Last week over one hundred were injured and at least forty-three lives were taken in a chaotic Iraqi nation. The towns of Hilla, approximately sixty miles south of Badhdad, and Twareej, near the city of Karbala, are the most recent sites of suicide car bombings. Bombings and violence have been a way of life in Iraq. What is fueling the hatred between neighbors in Iraq and causing a sense of anxiety in the election of the new religious leaders in the Middle East?
The violence and unrest that makes itself known to us through our American newspapers, but that takes the lives of many innocent Muslim women and men in the Middle East, has deep roots. The Islamic religion had a schism in 632 A.D. immediately after the prophet Muhammad died without naming a successor as leader of the new Muslim believers. Some of these believers wanted the role of Caliph, or viceroy of God, to be passed down Muhammad’s bloodline, starting with his cousin Ali ibn Abi Talib.
But the majority of believers supported the Prophet’s friend Abu Bakr for the great position. This disagreement grew until the two sides met on the battlefield in 680 A.D., where Muhammad’s blood related second cousin was killed and then decapitated by the majority group of Muslims. The bloodline supporters later became known as the Shi’ites, and the dominant sect who first supported Abu Bakr became the Sunnis. The Sunni group has been the majority and power wielding group for most Islamic history up to today. Shi’ites continued to venerate the Imans, or the descendants of the Prophet Muhammad, until the 9th century. It was then that al-Mahdi, the twelfth Iman, mystically disappeared. Mainstream Shi’ites today believe that al-Mahdi will emerge in the future to usher in a reign of justice.

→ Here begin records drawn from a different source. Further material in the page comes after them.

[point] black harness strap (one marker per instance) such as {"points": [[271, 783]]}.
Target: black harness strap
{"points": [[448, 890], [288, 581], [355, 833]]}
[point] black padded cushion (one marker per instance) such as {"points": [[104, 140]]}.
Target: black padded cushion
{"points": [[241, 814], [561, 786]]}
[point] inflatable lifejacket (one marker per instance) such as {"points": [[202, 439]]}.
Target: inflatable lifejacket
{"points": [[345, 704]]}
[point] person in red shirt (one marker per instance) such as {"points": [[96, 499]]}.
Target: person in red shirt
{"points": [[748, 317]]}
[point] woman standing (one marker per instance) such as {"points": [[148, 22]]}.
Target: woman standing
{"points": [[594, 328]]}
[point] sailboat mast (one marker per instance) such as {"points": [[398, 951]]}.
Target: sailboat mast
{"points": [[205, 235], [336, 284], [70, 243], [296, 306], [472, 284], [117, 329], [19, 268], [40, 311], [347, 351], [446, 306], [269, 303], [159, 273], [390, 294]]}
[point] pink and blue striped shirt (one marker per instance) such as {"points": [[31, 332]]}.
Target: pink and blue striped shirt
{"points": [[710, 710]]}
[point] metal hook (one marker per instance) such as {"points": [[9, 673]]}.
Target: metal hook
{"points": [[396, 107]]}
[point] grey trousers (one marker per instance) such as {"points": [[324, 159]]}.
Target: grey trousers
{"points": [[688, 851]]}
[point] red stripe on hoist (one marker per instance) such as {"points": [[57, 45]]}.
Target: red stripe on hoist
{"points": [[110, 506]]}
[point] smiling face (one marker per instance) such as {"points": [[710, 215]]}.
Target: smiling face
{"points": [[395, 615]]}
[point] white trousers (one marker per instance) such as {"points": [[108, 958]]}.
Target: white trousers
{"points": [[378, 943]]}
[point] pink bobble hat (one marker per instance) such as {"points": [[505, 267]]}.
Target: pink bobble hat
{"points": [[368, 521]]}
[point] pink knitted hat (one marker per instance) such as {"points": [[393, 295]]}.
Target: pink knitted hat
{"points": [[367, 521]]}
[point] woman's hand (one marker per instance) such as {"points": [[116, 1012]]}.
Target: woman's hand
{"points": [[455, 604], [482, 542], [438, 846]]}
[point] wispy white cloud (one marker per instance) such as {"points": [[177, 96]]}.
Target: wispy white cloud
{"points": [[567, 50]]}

Today about 90% of Muslims worldwide are Sunnis. Modern day Iraq, Iran, and Azerbaijan are the only nations with strong Shi’ite populations. Since that original schism in the Islamic religion, the Sunnis have held political power and the Shi’ites have been treated as an underclass. Sunnis used religious arguments to justify the oppression. Shi’ites, they said, were not genuine Muslims but heretics. Hundreds of years of oppression and violence between the groups has created other differences in their traditions. Certain Islamic names and prayers are common to Sunnis and Shi’ites. The Shi’ite mosques are usually decorated with portraits of Ali or other Imans, whereas portraits are seen as idolatry in a Sunni mosque. A few other prayer styles and language differences separate the two sects.

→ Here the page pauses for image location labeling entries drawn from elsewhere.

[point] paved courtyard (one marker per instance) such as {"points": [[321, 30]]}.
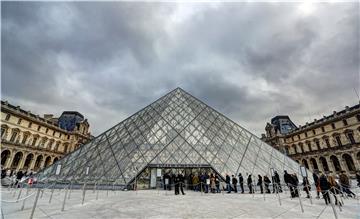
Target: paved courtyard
{"points": [[161, 204]]}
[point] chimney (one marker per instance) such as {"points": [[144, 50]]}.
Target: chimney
{"points": [[48, 116]]}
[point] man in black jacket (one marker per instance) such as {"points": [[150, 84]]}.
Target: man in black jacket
{"points": [[241, 182], [227, 181], [234, 181]]}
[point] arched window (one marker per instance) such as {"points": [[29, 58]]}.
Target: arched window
{"points": [[47, 161], [5, 155], [336, 163], [38, 162], [349, 162], [17, 159], [305, 163], [28, 160], [324, 163], [314, 164]]}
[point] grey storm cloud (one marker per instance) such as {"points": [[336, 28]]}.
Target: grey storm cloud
{"points": [[250, 61]]}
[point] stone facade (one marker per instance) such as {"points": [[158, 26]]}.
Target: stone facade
{"points": [[330, 144], [30, 142]]}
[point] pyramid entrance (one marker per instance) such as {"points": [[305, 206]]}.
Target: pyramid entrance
{"points": [[176, 131]]}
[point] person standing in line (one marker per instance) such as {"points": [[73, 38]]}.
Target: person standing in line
{"points": [[217, 184], [176, 182], [277, 180], [249, 181], [288, 181], [227, 181], [317, 185], [241, 182], [306, 186], [333, 188], [181, 183], [324, 185], [267, 183], [234, 182], [345, 184], [259, 183], [212, 183]]}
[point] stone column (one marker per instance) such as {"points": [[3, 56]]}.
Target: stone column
{"points": [[22, 161]]}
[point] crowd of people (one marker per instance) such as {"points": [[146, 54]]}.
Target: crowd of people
{"points": [[214, 183]]}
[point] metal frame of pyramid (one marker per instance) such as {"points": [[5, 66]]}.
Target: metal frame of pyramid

This separation in faith is the reason for a lot of the violence in the Middle East, specifically in Iraq. The wider Muslim world, however, tends to focus on the big picture. Shi’ites are now politically dominant in Iraq, and Iran is the leading Shi’ite power. So in most Arab capitals, the sectarian war between Sunnis and Shi’ites in Iraq is increasingly blamed on Iran trying to build another Shi’ite nation. Taken along with President Ahmadinejad’s nuclear ambitions, Iran’s sponsorship of the Shi’ite extremist groups is underneath much of the violence and conflict. Hezbollah, Al-Qaeda, and Hamas are all extremist groups today that have ties to this sectarian conflict. Hamas, the group that has historically called for the destruction of Israel, has recently been active in the bombings in Israel.

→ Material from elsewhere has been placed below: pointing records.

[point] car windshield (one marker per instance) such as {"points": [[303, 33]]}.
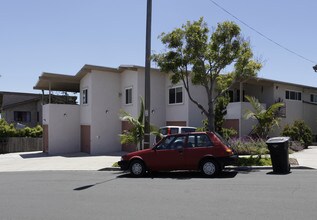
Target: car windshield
{"points": [[171, 142]]}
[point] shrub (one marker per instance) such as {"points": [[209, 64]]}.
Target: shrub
{"points": [[299, 131], [249, 146], [8, 130]]}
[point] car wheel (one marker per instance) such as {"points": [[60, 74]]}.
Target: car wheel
{"points": [[209, 168], [137, 168]]}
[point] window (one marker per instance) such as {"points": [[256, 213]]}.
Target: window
{"points": [[293, 95], [313, 98], [85, 96], [172, 142], [175, 95], [22, 116], [128, 96], [200, 140]]}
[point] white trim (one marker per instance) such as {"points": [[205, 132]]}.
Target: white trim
{"points": [[125, 95], [168, 95], [296, 94], [82, 96]]}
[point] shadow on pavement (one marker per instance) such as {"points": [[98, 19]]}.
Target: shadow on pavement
{"points": [[181, 175], [70, 155]]}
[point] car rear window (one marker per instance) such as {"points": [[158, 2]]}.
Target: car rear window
{"points": [[187, 130]]}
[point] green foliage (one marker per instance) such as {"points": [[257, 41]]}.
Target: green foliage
{"points": [[267, 118], [220, 111], [195, 55], [228, 133], [299, 131], [8, 130], [249, 146]]}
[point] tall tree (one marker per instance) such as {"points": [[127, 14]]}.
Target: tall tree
{"points": [[192, 56]]}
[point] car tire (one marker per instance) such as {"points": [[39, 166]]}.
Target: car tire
{"points": [[209, 168], [137, 168]]}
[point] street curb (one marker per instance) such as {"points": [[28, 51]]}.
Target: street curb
{"points": [[248, 168], [242, 168]]}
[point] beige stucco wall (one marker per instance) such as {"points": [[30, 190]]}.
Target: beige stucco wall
{"points": [[106, 103], [63, 128]]}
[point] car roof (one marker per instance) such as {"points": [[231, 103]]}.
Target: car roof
{"points": [[173, 126], [196, 132]]}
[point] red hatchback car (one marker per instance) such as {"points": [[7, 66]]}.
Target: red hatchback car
{"points": [[204, 151]]}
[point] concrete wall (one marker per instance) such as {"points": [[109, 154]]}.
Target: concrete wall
{"points": [[129, 79], [63, 128], [85, 109], [32, 107], [105, 123]]}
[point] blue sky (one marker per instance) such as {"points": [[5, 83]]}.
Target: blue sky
{"points": [[60, 36]]}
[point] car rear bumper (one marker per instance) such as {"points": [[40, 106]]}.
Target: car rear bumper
{"points": [[232, 160], [124, 164]]}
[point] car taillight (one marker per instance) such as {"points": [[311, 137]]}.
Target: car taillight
{"points": [[228, 150]]}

Amidst this sectarian war that still rages, Islamic countries like Tunisia, Libya, and Egypt are electing new leaders. Egypt’s government will be drafting a new constitution soon. For Islam, the current political movement could be likened to the aftermath of 1848 in Europe, when liberal democracy became an alternative to absolute monarchy. Only after that, once virtually every political movement was a liberal one, did it become important to distinguish between socialists and capitalists, libertarians and statists – the distinctions that have seemed essential ever since. The movement to liberal democracy seems natural. But in moving forward to a more liberal democratic future, the important question is whether the Islamic world can make amends with its past disagreements of religious leadership. I have hope.